Keliling Dunia dalam Delapan Puluh Hari
Jules Verne
Terjemahan Bahasa Indonesia dari Novel Klasik
Around the World in Eighty Days by Jules Verne
BAB IX
DI MANA LAUT MERAH DAN LAUT HINDIA BERPIHAK PADA RENCANA PHILEAS FOGG

Jarak antara Suez dan Aden adalah tepat 1.310 mil, dan peraturan perusahaan pelayaran memberikan waktu selama 138 jam bagi kapal uap untuk menempuh rute tersebut. Berkat kerja keras insinyur kapal, Mongolia melaju dengan sangat cepat sehingga tampaknya akan tiba di tujuan jauh lebih awal dari waktu yang ditentukan. Sebagian besar penumpang yang naik dari Brindisi menuju India—beberapa menuju Bombay, dan lainnya ke Kalkuta melalui Bombay, yang merupakan jalur tercepat sekarang sejak adanya jalur kereta api yang melintasi Semenanjung India.

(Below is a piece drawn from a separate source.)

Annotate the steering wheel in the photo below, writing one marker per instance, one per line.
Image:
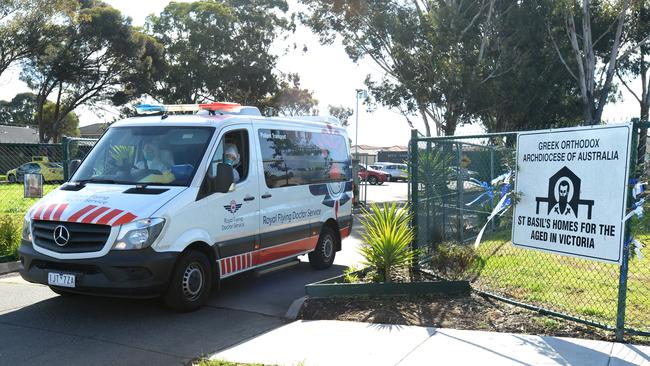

Di antara para penumpang terdapat sejumlah pejabat dan perwira militer dari berbagai pangkat. Para perwira ini ada yang merupakan bagian dari pasukan reguler Inggris, dan ada pula yang memimpin pasukan Sepoy[1], dan mereka menerima gaji besar sejak pemerintah pusat mengambil alih kekuasaan dari Perusahaan Hindia Timur. Sebagai contoh, letnan dua menerima £280 per tahun, brigadir £2.400, dan jenderal divisi £4.000. Dengan kehadiran para tentara, sejumlah pemuda Inggris kaya yang sedang berkeliling dunia, serta pelayanan ramah dari kepala perbekalan kapal (purser), waktu terasa berlalu cepat di atas kapal Mongolia. Hidangan terbaik disajikan di meja makan kabin saat sarapan, makan siang, makan malam, dan makan malam ringan pukul delapan malam. Para wanita dengan teliti mengganti pakaian mereka dua kali sehari; dan saat laut tenang, waktu diisi dengan musik, dansa, dan permainan.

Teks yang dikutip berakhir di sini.